Up to 2024, the bank will continue financing clients that generate less than 80 per cent of their revenue from coal and this threshold for coal as a percentage of a client’s revenue will become more stringent over time.
“The percentage that we would tolerate of a company’s revenues coming from coal will keep reducing. So it doesn’t mean that we can’t or won’t do something in the near future. But the amount from any company’s portfolio mix will get reduced to virtually nothing by 2030, and that’s the way we’re driving that down,” said Drew.
Frankfurt-based Deutsche Bank – also a Glasgow Financial Alliance for Net Zero (Gfanz) member – has recently tightened its thermal coal policy. The European bank has brought down the revenue dependency threshold from 50 per cent to 30 per cent, and is giving existing clients until 2025 to provide a “credible diversification plan”.
After that date, the bank’s CEO Christian Sewing maintained that it will “not shy away from exiting a relationship” if it sees no willingness on the part of a client to embark on a credible transition, though this will “only ever be a last resort”. The bank now plans to update its oil and gas policy, having amended its thermal coal policy.
“No one big bang” to get to net zero
Last year, StanChart drew flak for its involvement – alongside other Gfanz members HSBC, Deutsche Bank, Citi, and MUFG – in a planned US$10 billion loan refinancing for Saudi Aramco, the world’s largest oil producer.
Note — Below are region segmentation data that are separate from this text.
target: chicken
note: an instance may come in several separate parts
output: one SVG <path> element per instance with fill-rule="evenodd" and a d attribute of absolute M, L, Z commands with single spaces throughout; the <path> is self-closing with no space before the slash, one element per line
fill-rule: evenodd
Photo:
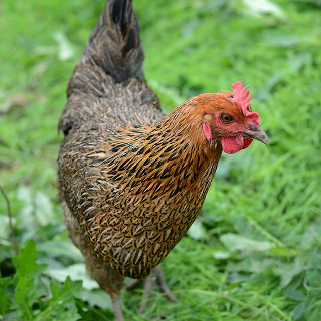
<path fill-rule="evenodd" d="M 110 0 L 69 81 L 59 124 L 68 233 L 118 321 L 125 276 L 151 272 L 162 280 L 157 267 L 200 212 L 222 150 L 235 153 L 253 138 L 268 144 L 241 82 L 166 115 L 143 59 L 131 0 Z"/>

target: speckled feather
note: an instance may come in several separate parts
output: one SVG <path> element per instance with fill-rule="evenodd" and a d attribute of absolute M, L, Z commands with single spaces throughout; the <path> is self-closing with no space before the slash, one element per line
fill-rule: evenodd
<path fill-rule="evenodd" d="M 89 38 L 59 127 L 68 233 L 112 295 L 123 276 L 146 277 L 195 220 L 222 151 L 206 139 L 202 106 L 211 99 L 233 105 L 231 93 L 206 94 L 164 115 L 143 76 L 131 2 L 119 2 L 122 16 L 107 3 Z M 116 285 L 105 286 L 111 280 Z"/>

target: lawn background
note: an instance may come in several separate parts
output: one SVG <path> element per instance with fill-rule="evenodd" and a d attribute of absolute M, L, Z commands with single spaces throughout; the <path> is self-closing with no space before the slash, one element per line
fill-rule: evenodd
<path fill-rule="evenodd" d="M 178 302 L 156 289 L 140 315 L 141 287 L 124 291 L 127 319 L 319 320 L 321 2 L 134 4 L 146 78 L 164 110 L 243 80 L 270 144 L 223 155 L 196 224 L 162 264 Z M 0 2 L 0 184 L 21 253 L 13 262 L 1 197 L 7 320 L 113 318 L 67 236 L 55 186 L 67 84 L 104 5 Z"/>

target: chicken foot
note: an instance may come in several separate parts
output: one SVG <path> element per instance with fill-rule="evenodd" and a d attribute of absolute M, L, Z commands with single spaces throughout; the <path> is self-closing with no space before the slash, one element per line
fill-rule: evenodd
<path fill-rule="evenodd" d="M 127 290 L 131 290 L 136 287 L 141 281 L 141 280 L 131 280 L 125 286 L 125 289 Z M 156 285 L 160 286 L 162 292 L 165 294 L 169 301 L 173 303 L 177 301 L 176 297 L 171 293 L 166 283 L 160 266 L 158 265 L 151 270 L 150 274 L 144 280 L 143 298 L 139 306 L 140 313 L 143 314 L 145 311 L 151 290 Z"/>

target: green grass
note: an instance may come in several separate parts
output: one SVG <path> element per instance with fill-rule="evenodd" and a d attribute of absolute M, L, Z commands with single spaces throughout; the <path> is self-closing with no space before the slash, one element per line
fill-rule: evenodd
<path fill-rule="evenodd" d="M 270 145 L 255 142 L 223 155 L 197 225 L 163 264 L 178 302 L 155 290 L 140 315 L 141 288 L 124 291 L 127 319 L 319 319 L 319 1 L 274 1 L 278 14 L 257 15 L 237 0 L 134 2 L 146 78 L 164 110 L 243 80 Z M 20 249 L 33 239 L 39 262 L 48 265 L 42 273 L 29 242 L 31 265 L 15 259 L 12 280 L 14 254 L 1 197 L 0 319 L 76 320 L 77 311 L 83 319 L 112 319 L 107 295 L 86 278 L 67 236 L 55 186 L 67 83 L 104 5 L 0 5 L 0 184 Z M 60 285 L 76 272 L 85 280 L 82 290 L 69 279 Z"/>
The new revolving loan facility is not sustainability-linked and will allow Aramco to withdraw money on an ongoing basis while repaying the balance regularly.
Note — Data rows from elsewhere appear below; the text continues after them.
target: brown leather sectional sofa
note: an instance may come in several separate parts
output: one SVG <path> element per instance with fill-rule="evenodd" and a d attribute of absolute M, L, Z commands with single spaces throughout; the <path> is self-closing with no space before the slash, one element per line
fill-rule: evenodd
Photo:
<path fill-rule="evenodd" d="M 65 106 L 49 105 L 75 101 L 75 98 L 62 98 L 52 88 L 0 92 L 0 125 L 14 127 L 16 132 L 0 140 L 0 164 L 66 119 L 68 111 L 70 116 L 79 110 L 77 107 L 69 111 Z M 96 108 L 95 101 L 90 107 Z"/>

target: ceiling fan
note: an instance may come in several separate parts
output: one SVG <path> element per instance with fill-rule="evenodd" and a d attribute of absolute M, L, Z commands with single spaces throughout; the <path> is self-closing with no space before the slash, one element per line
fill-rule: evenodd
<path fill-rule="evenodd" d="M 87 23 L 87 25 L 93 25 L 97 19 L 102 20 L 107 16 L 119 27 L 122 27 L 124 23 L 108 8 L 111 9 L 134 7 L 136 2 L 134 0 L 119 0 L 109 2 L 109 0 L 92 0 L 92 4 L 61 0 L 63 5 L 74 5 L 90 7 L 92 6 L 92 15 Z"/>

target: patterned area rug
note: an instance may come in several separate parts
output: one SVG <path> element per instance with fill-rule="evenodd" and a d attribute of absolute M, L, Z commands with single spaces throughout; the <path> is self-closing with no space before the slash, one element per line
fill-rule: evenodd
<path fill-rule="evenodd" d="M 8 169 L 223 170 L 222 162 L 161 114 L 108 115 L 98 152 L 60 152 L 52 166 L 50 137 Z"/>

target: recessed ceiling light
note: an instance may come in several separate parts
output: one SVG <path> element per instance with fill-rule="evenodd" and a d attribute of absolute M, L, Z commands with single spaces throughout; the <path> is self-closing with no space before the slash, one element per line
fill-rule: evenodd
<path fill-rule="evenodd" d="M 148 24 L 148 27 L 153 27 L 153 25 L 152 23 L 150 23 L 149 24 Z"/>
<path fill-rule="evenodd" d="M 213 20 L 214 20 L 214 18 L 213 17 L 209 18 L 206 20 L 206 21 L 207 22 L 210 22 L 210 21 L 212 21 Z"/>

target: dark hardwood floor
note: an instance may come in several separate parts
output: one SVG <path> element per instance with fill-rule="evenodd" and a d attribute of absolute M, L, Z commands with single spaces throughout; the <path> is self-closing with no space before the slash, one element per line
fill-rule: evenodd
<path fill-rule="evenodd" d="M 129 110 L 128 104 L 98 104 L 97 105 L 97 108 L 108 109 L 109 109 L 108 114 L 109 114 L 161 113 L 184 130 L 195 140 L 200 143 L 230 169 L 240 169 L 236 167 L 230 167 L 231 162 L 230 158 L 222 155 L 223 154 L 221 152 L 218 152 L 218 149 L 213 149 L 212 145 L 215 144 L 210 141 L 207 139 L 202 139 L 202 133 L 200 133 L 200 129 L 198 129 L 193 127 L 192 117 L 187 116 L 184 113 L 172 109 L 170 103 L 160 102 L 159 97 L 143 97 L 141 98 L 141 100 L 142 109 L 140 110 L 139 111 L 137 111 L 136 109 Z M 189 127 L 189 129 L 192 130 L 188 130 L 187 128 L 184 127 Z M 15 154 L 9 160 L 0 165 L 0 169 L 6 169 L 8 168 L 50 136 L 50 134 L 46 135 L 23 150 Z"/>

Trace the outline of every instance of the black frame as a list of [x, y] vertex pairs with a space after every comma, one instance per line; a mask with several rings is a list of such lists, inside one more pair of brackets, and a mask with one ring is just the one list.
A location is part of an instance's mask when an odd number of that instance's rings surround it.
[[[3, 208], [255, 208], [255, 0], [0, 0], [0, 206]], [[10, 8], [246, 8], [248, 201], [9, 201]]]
This form of lending activity typically falls under the bank’s undrawn commitments, but the Net-Zero Banking Alliance guidelines do not presently require members to set targets for these so-called “facilitated emissions”.
Drew clarified that the bank’s net zero commitment “doesn’t mean that there won’t ever be another oil and gas financing”. Rather, it means that the high-carbon emitting industries in its portfolio “have to have a credible transition plan” so that the carbon emissions from the bank’s financing reduce over time.
On StanChart’s continued partnership with the oil giant, Drew responded: “Saudi Aramco, I will tell you, is one of the most committed to the green transition.”
“[Aramco is] taking what has historically been one of the most efficient [industries] in the world – production of oil and gas – and applying the engineering mindset and technological know-how to invest in green [projects]. These are the kinds of organisations that you actually want in this discussion,” said Drew.
She also spoke highly of Abu Dhabi National Oil Company (Adnoc) CEO Sultan al-Jaber and chair of this year’s COP28 climate conference: “He will tell you chapter and verse on what they’re doing to transform that company.”
We need [oil and gas companies like Saudi Aramco] to participate, obviously for the global emissions reduction, but equally because they’ve historically been really good at what they do.
Marisa Drew, CSO, Standard Chartered Bank
“We’re doing little and big things [with these companies]. Big things about huge investments in green projects, but also little things. For instance, they [referring to Adnoc] have a gas refinery getting LNG to the mainland and we’re doing what I call process improvements, where you’re putting solar there and you’re ensuring that the rig is powered with renewable energy… And that’s how we’re going to get there. There’s no one big bang.”